Paul Maritz: One of the key powers in the early days of Windows, Maritz left in 2000 and eventually ran virtualisation firm VMware until last year. Talk occasionally surfaces that he could return to Microsoft, but he has never indicated any interest publicly.
Bill Gates: The co-founder of Microsoft is still chairman, but has focused his day-to-day efforts on philanthropy since 2008 when he vacated his office on campus. People close to him say he is not considering a return to the CEO position.

Microsoft has healthy reserves of $77 billion, and turned over $20 billion in the last quarter, notes Goldstuck. He says the only company in the world that can afford to buy it is Apple.

While Ballmer managed it competently as a business, it is shown up when compared to its peers, such as Apple and Google, says Goldstuck. Its cash reserves and cash equivalents should be deployed effectively, and Ballmer failed to leverage its war chest, he adds.

Goldstuck says Microsoft's performance has not been bad, although the stock price has been mostly stable for the past decade. "It's been a very boring share to watch."

Theron says it is easy to be critical of Microsoft, as new entrants like Facebook and Google have captured attraction. He points out that Microsoft's shares have been down 40% under Ballmer's watch.

The irony of the 7.29% leap after his resignation was announced is that Ballmer has added $1 billion to his net worth, says Theron. Marissa Mayer's appointment as Yahoo CEO is a reminder that a CEO with energy can reignite the stock price, he notes.

Lost opportunities

Microsoft's missing of market cues must be laid at the feet of the CEO, says Goldstuck. The company lost its early-mover advantage with tablets, and dismissed the mobile revolution.

In the current environment, companies cannot afford to have their core business the same for three decades, says Goldstuck.
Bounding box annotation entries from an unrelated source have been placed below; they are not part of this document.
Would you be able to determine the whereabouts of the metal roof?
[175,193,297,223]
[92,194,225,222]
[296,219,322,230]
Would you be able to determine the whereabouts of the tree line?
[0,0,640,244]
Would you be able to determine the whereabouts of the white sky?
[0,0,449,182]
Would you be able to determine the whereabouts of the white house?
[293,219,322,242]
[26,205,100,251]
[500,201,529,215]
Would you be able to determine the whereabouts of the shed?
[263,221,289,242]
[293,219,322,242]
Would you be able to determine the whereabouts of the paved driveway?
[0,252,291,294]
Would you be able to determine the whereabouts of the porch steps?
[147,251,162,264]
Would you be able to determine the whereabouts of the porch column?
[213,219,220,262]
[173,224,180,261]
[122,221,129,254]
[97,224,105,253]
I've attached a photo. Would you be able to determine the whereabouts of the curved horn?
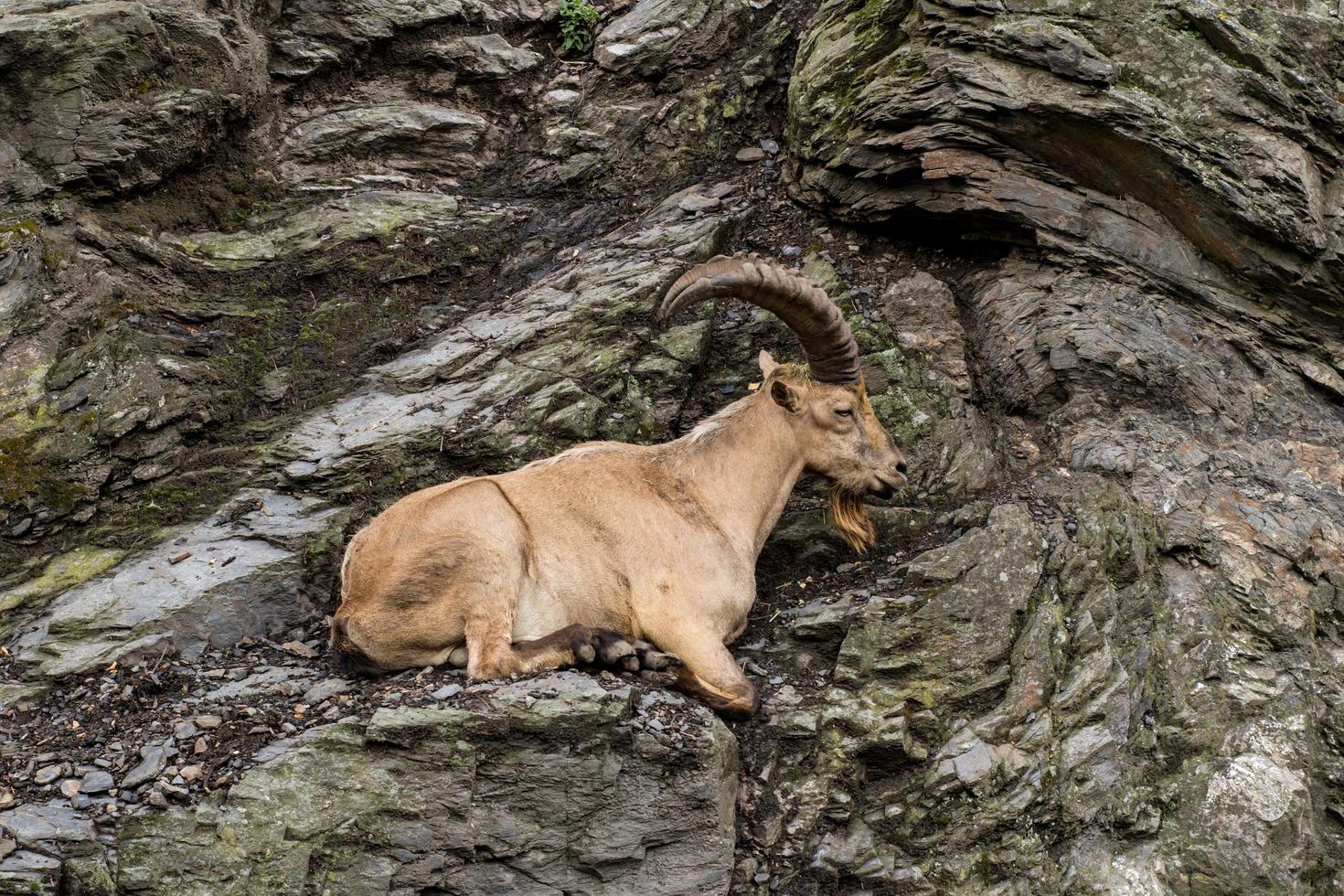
[657,252,859,386]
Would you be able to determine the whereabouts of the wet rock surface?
[0,0,1344,895]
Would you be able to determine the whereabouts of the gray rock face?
[592,0,741,75]
[117,673,737,893]
[280,103,491,175]
[270,0,554,78]
[0,0,1344,896]
[7,490,344,676]
[790,1,1344,893]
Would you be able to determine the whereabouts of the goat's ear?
[757,348,780,379]
[770,380,803,414]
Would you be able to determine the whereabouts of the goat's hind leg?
[648,629,761,718]
[467,619,661,678]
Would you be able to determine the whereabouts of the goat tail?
[331,610,384,678]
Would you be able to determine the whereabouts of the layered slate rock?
[117,673,738,893]
[0,0,266,200]
[280,103,497,179]
[781,1,1344,892]
[0,490,346,677]
[277,188,731,484]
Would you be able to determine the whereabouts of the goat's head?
[658,255,906,552]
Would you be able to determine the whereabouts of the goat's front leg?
[639,629,761,719]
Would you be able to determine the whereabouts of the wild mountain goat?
[331,255,906,715]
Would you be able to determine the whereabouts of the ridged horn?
[657,252,859,386]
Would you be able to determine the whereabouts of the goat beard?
[830,484,878,553]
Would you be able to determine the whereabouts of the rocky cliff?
[0,0,1344,895]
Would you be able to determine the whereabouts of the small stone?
[304,678,349,707]
[32,765,60,787]
[121,747,168,790]
[80,768,117,794]
[280,641,317,659]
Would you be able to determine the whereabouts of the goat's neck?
[677,395,804,559]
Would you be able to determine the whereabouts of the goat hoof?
[635,641,681,672]
[640,669,676,688]
[592,629,640,669]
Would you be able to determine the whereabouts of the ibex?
[331,255,906,716]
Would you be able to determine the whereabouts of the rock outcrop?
[0,0,1344,895]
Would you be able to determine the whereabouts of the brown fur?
[331,352,904,715]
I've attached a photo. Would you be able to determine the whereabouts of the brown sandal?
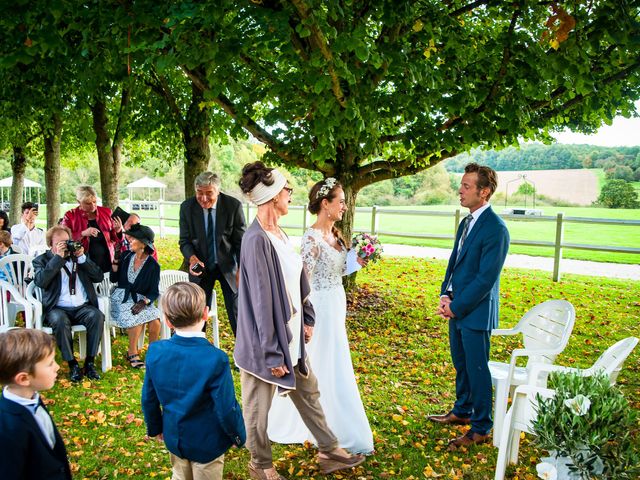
[126,353,144,368]
[318,452,366,475]
[249,462,287,480]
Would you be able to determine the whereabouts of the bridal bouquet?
[351,233,382,262]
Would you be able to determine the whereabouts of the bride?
[268,177,373,453]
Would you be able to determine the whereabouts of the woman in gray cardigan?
[234,162,364,480]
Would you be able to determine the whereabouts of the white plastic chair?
[495,337,638,480]
[494,385,555,480]
[158,270,220,348]
[26,282,113,372]
[529,337,638,387]
[0,253,33,326]
[0,280,33,331]
[93,272,116,338]
[489,300,576,446]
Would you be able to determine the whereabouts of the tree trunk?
[9,145,27,225]
[337,179,358,292]
[44,113,62,229]
[91,98,122,209]
[182,83,211,198]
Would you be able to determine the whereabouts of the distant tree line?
[445,143,640,182]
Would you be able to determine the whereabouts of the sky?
[553,102,640,147]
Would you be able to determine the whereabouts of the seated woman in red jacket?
[62,185,122,272]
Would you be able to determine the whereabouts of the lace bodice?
[300,228,347,290]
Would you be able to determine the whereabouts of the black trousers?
[45,303,104,362]
[199,265,238,337]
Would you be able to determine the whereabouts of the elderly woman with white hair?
[234,162,364,480]
[62,185,122,272]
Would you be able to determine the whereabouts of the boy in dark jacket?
[0,328,71,480]
[142,282,246,479]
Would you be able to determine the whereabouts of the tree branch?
[355,150,458,189]
[291,0,347,108]
[145,67,187,131]
[182,66,313,169]
[531,60,640,119]
[449,0,502,17]
[112,86,131,145]
[474,8,522,112]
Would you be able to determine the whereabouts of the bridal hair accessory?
[247,168,287,205]
[316,177,338,198]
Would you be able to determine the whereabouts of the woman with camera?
[111,224,160,368]
[62,185,122,273]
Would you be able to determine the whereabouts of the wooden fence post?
[158,200,165,238]
[553,212,564,282]
[371,205,378,235]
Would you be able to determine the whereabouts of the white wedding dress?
[267,228,373,453]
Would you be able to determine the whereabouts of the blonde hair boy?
[0,328,71,480]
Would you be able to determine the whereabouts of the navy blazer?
[440,207,509,331]
[0,397,71,480]
[142,335,247,463]
[178,193,247,292]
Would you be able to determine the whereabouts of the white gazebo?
[127,177,167,201]
[0,177,42,206]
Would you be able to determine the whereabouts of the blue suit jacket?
[440,207,509,331]
[142,335,246,463]
[0,397,71,480]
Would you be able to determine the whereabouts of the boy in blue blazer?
[0,328,71,480]
[142,282,246,480]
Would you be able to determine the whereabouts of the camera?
[67,240,82,253]
[191,263,204,273]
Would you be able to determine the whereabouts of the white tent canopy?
[127,177,167,200]
[0,177,42,206]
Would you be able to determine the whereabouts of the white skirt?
[267,287,373,453]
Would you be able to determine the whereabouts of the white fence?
[61,200,640,282]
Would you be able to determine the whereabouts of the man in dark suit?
[180,172,247,336]
[429,163,509,450]
[33,225,104,382]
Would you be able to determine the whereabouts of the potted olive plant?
[533,373,640,480]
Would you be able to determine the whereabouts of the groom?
[429,163,509,450]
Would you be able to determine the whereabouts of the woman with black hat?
[111,224,160,368]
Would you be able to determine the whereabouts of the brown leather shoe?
[427,412,471,425]
[447,430,489,452]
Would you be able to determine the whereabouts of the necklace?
[256,216,280,230]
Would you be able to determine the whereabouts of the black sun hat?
[124,223,156,251]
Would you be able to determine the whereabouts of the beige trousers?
[240,365,338,469]
[169,452,224,480]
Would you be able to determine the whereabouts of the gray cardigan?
[233,220,315,390]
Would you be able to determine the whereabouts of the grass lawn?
[44,244,640,480]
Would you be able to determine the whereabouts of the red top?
[62,206,119,261]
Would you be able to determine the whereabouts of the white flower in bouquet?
[351,233,382,262]
[536,462,558,480]
[564,394,591,417]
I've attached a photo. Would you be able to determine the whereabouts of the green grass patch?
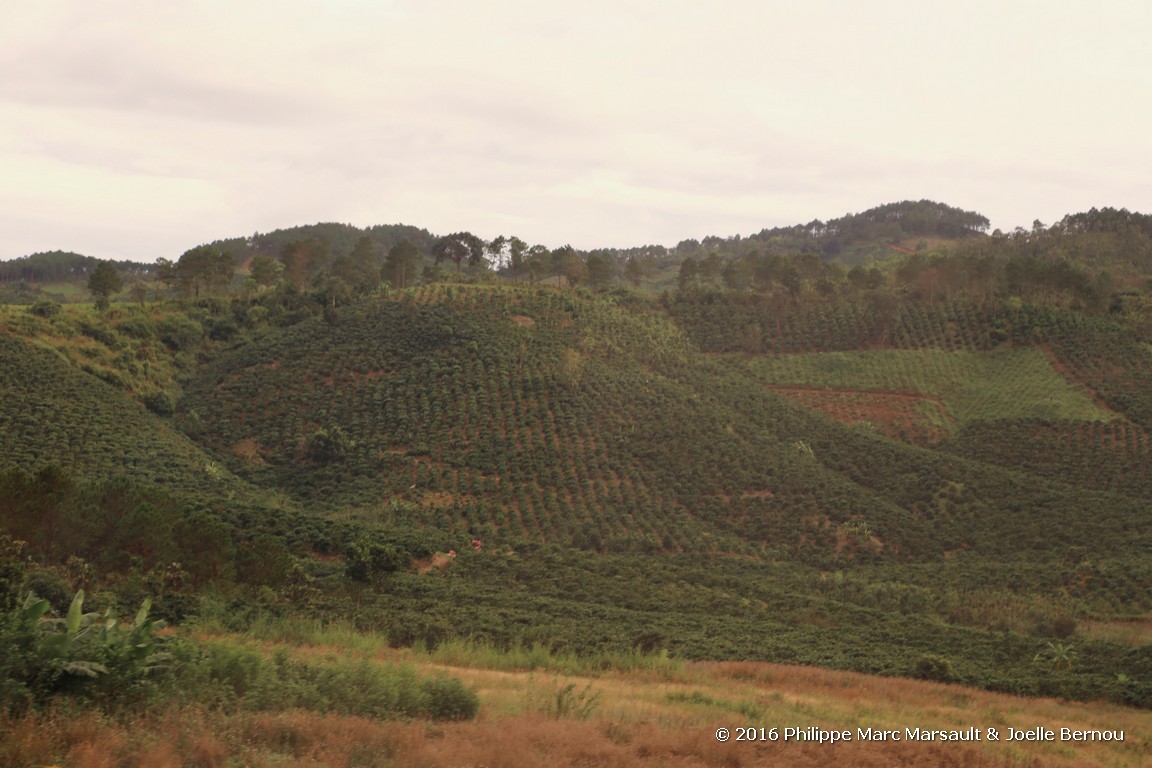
[743,348,1117,426]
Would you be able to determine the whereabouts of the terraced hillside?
[177,287,1139,563]
[0,335,249,497]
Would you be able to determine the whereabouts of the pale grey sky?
[0,0,1152,261]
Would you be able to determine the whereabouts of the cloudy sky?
[0,0,1152,261]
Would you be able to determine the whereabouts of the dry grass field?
[0,644,1152,768]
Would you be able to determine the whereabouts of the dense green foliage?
[0,201,1152,716]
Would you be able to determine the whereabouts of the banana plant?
[23,590,172,677]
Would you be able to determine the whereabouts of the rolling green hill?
[0,208,1152,718]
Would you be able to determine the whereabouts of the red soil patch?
[770,387,947,444]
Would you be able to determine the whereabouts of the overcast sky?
[0,0,1152,261]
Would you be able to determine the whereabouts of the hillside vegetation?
[0,204,1152,765]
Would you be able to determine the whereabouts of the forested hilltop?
[0,200,1152,764]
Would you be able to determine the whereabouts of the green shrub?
[28,298,60,318]
[158,314,204,352]
[141,389,176,417]
[420,677,480,720]
[915,654,956,683]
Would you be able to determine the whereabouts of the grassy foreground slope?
[9,630,1152,768]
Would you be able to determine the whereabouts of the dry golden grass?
[0,647,1152,768]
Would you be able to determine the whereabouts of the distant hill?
[0,201,1152,707]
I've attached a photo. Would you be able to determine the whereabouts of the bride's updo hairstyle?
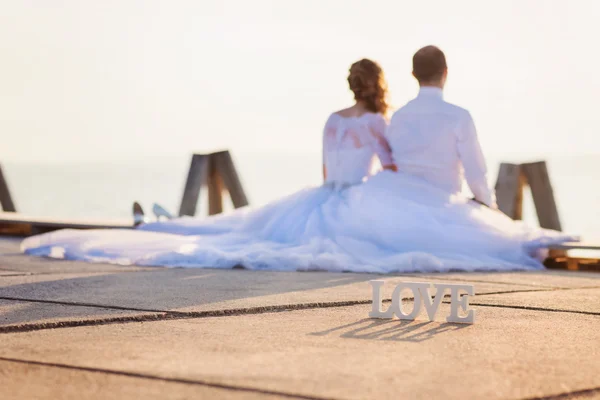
[348,58,389,115]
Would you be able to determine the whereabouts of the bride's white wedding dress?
[22,113,573,273]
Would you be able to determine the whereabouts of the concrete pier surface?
[0,239,600,400]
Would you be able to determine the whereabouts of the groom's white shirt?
[387,86,496,206]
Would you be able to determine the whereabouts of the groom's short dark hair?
[413,46,447,83]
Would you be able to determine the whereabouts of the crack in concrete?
[0,288,600,334]
[0,357,336,400]
[523,386,600,400]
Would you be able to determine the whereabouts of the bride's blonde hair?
[348,58,389,115]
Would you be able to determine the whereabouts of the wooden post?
[522,161,562,231]
[179,151,248,216]
[0,165,17,212]
[179,154,210,216]
[208,154,223,215]
[496,163,526,220]
[212,151,248,208]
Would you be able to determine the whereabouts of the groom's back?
[388,87,471,197]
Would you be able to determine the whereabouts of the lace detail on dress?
[323,113,393,183]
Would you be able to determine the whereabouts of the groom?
[387,46,497,208]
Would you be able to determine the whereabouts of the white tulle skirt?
[22,172,578,273]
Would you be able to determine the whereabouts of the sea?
[3,151,600,244]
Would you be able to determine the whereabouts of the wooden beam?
[179,154,210,216]
[496,163,526,220]
[0,165,17,212]
[208,155,224,215]
[212,151,248,208]
[521,161,562,231]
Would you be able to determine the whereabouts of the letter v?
[419,285,446,321]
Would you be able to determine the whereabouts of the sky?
[0,0,600,162]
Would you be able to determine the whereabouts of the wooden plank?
[548,242,600,250]
[179,154,209,217]
[495,163,526,220]
[522,161,562,231]
[0,165,17,212]
[208,155,224,215]
[0,212,133,236]
[212,151,248,208]
[0,212,133,228]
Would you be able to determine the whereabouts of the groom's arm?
[457,110,496,208]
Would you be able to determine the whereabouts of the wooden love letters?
[369,280,475,324]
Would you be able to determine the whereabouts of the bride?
[22,59,573,273]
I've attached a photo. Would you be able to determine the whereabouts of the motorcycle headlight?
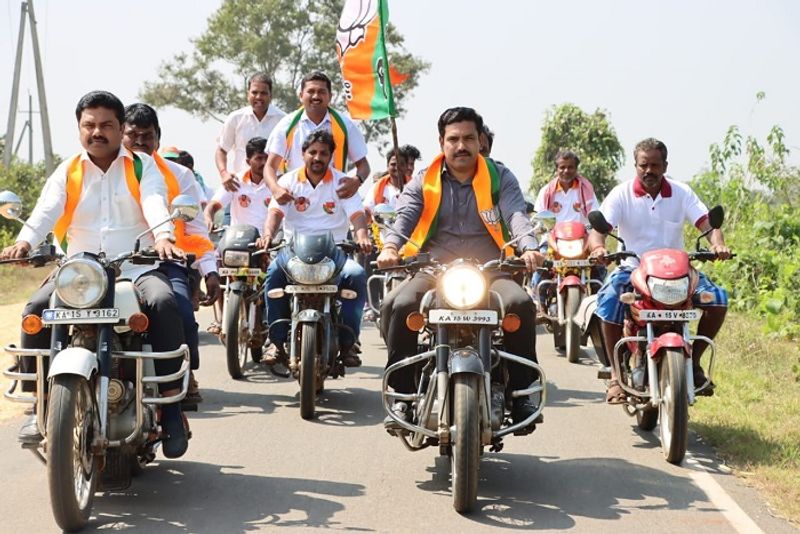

Ballmer's resignation was probably five years in the making, and his biggest problem was that he could not get his mind-set out of Microsoft's tradition.

Hotmail was another lost opportunity and an example of Microsoft failing to capitalise on its assets, says Goldstuck. Once, it was the de facto online e-mail solution, but then became synonymous with spam and was killed off.

Competitive credible offering Gmail has, however, become the heart of a massive cloud service, says Goldstuck. "Hotmail could have been all that." The technology behind Hotmail is being used as part of Office 365 and Microsoft Live.

Goldstuck notes that Skype, which Microsoft bought just over two years ago for $8.5 billion, still has potential, although the company has not leveraged it effectively in the consumer space. He suspects that Microsoft's corporate culture has not allowed it to maximise the application.

While Surface and Zune have been a "mess" there are bright spots, such as the Xbox, Office and Skype, notes Theron. He says Skype is interesting and has the potential to short-circuit telcos, with the potential to be "big" in the future.